Family size is a very hot-button issue. Back when the Bean was a newborn, strangers would ask me if I was planning on having another. And, naive as I was, I would tell the truth: probably not.
Then the lectures began.
“Don’t have a lonely child!” “Who will she play with?” “She’ll have to take care of you–all by herself–when you get old!” “Don’t you know that only children are spoiled?”
In our society, it’s acceptable to have 2-3 kids. That’s it. If you’re a mother of many (remember this fun, large family?), a mother of one, or a mother on none, strangers feel free to set tact aside and give their candid disapproval. Onlies, especially, have fallen victim to some unfortunate stereotypes. Which is unfortunate, because family size is not something you should choose, based on pressure from the outside, or fears that you are ruining your child by not having the right amount of siblings for them.

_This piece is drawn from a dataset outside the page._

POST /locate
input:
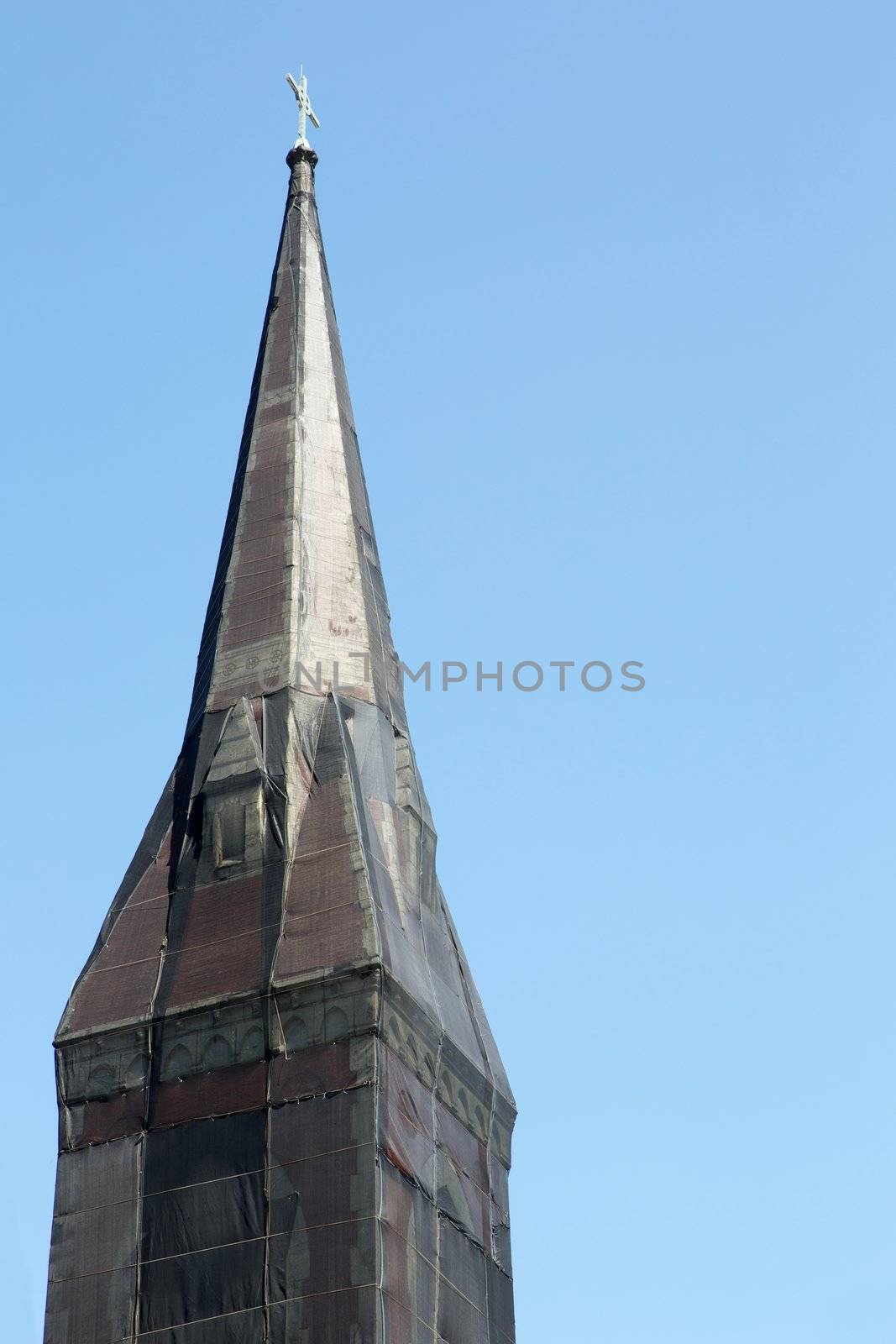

We have one child, because we enjoy having one child. We loved having a baby, in spite of her health problems. Raising her is a joy. Her language delay has presented us with a unique set of challenges, but that’s not why we’re not planning on having another. We just don’t feel like we need another. Before I became pregnant with Beanie, I would cry, because I wanted a child so badly.
That hasn’t happened.
I’m not saying that one child is perfect for every family; I’m saying one child is perfect for our family. Just like having a stay-at-home-dad and working (out of the home) mother is not for everyone, although it works very well for us. We don’t need permission to be minimalists, to live on board, or to run our family with the dynamics it has. And you know what? Nobody else needs permission either. If you have 5 kids–or even the usual 2-3–you don’t need everyone else to do the same, in order to validate your choices. Your choices are validated if they work for your family!
So, that being said, I’d like to celebrate our happy little family.
Here are some surprising ways that family life is different when there are only three of you:
–Learning to share is less of a problem. While we hear “Mine!” occasionally, she has fewer fights over toys with her friends, since she does not worry about siblings taking her toys.
–Beanie’s role in our family is rather different than it would be if we had more children. She is a member of the group, and the “group” consists of two other adults. Her relationship to us is more equal–she does not fear our anger, but she aspires to be like us. While we struggle with getting her to follow directions (and yes, she is punished if she does not do so), we are her ultimate role models. When I clean, she grabs a wash cloth or her toy broom and joins in. When we read, she grabs a book and reads as well. If we want her to do something, we had better be doing it ourselves.
–Beanie is very good at entertaining herself, and does not mind solitude.
–We are able to spend a great deal of time playing with Jelly Bean and helping her to pursue her interests.